Duke again has a roster of star freshmen and a small-but-crucial dose of experience. With seven of last season’s top eight scorers gone, change is still a constant. And if recent history is a guide, excitement — for better or worse — will be, too.
At a Glance
HEAD COACH: Mike Krzyzewski
2016-17 RECORD (ACC): 28–9 (11–7)
2016-17 POSTSEASON: NCAA: Lost to South Carolina 88–81 in the second round
G Frank Jackson (10.9 ppg)
F Amile Jefferson (10.9 ppg, 8.4 rpg)
G Matt Jones (7.0 ppg, 2.8 rpg)
G Luke Kennard (19.5 ppg, 5.1 rpg,)
G Jayson Tatum (16.8 ppg, 7.3 rpg)
The Blue Devils' already-strong frontcourt received a huge boost when Marvin Bagley, originally the top recruit in the Class of 2018, reclassified and enrolled at Duke. Bagley is a freakish athlete who can score on the low block, get out and run in transition and even hit from the 3-point line on occasion.
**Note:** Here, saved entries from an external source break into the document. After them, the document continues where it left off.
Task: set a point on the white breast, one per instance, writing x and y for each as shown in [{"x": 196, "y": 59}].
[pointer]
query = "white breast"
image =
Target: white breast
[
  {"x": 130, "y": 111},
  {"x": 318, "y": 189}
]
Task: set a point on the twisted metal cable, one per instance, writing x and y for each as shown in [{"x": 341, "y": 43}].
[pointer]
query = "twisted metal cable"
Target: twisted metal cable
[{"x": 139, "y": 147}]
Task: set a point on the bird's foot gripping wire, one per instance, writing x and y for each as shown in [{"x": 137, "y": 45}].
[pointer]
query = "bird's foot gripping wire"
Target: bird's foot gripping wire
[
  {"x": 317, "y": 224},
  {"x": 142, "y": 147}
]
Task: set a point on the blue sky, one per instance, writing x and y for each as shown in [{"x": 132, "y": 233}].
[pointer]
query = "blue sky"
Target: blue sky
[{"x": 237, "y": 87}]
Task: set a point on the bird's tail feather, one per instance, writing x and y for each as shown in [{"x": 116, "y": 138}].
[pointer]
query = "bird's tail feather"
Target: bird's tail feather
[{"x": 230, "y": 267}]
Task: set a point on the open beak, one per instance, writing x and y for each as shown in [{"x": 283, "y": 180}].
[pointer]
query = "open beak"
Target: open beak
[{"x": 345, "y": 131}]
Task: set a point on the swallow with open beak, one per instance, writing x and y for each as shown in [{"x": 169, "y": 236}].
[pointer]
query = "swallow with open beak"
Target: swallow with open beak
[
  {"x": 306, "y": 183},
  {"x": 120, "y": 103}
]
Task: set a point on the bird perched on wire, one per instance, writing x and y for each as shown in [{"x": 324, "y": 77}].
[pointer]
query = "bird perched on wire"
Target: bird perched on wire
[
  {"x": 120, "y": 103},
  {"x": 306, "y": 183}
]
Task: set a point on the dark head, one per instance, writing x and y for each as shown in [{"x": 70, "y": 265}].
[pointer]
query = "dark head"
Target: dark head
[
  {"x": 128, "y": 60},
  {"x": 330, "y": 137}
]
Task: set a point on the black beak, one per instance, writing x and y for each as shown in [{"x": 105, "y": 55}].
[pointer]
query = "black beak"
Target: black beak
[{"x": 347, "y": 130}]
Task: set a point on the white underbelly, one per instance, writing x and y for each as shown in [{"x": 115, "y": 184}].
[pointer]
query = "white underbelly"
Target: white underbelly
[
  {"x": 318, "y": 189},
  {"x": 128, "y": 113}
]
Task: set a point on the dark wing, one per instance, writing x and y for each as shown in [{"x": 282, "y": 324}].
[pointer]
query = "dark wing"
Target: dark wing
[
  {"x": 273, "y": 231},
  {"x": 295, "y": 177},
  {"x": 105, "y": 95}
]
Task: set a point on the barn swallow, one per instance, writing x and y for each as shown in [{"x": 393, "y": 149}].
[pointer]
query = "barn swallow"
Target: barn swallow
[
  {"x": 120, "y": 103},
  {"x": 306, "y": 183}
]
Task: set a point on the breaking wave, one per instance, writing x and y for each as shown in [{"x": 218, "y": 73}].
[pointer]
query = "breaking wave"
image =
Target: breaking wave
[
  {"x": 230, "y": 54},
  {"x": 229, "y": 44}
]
As a top-15 recruit, 6'11" center Marques Bolden was expected to be a major part of last season’s front line. But a preseason foot injury slowed his progress and left him unable to carve out a consistent spot in the rotation. That shouldn’t be an issue this season as Bolden will join forward Bagley and Wendell Carter, a top-five recruit in the 2017 class, as focal points down low.
While his 6'10", 259-pound body suggests that Carter is best suited to be a rugged inside force, he’s billed as having stretch-4 capabilities. There’s no mystery how the Blue Devils plan to use Bolden, who should be a straightforward post. Krzyzewski says he’d like to play the two together, which would be a departure from smaller, quicker recent Duke lineups.
Javin DeLaurier, a 6'10" sophomore, and Antonio Vrankovic, a 7'0" junior, played sparingly last season. There should be more minutes available now, but it’s anyone’s guess whether DeLaurier or Vrankovic will grab them.
Much to the relief of his detractors — and possibly himself — the winding college career of senior guard Grayson Allen will come to a close this season. From the time he rocketed to fame with his 2015 NCAA title game heroics, through the three tripping incidents that painted him as college basketball’s villain, Allen’s tenure has been filled with massive expectations and unrelenting scrutiny.
However, this season there’s one less thing he has to worry about. Trevon Duval, one of the top point guards in the 2017 class, will assume the ball-handling duties that were an unnatural fit for Allen in past seasons.
With Duval running the offense, Allen and Gary Trent Jr., considered the top shooting guard in the 2017 class, can focus on simply doing damage from the wings.
Depth on the perimeter could be an issue, as sophomore Jack White, who appeared in only 10 games last season, and freshmen Jordan Tucker and Alex O’Connell are the likely candidates to crack the rotation.
This season’s Duke team doesn’t have as much firepower as some recent squads, but the weapons it has should fit together nicely. There are no obvious deficiencies or redundant pieces. But once again, the question facing Duke isn’t whether it has enough talent, but whether that talent will have enough time together to figure out how good it can be.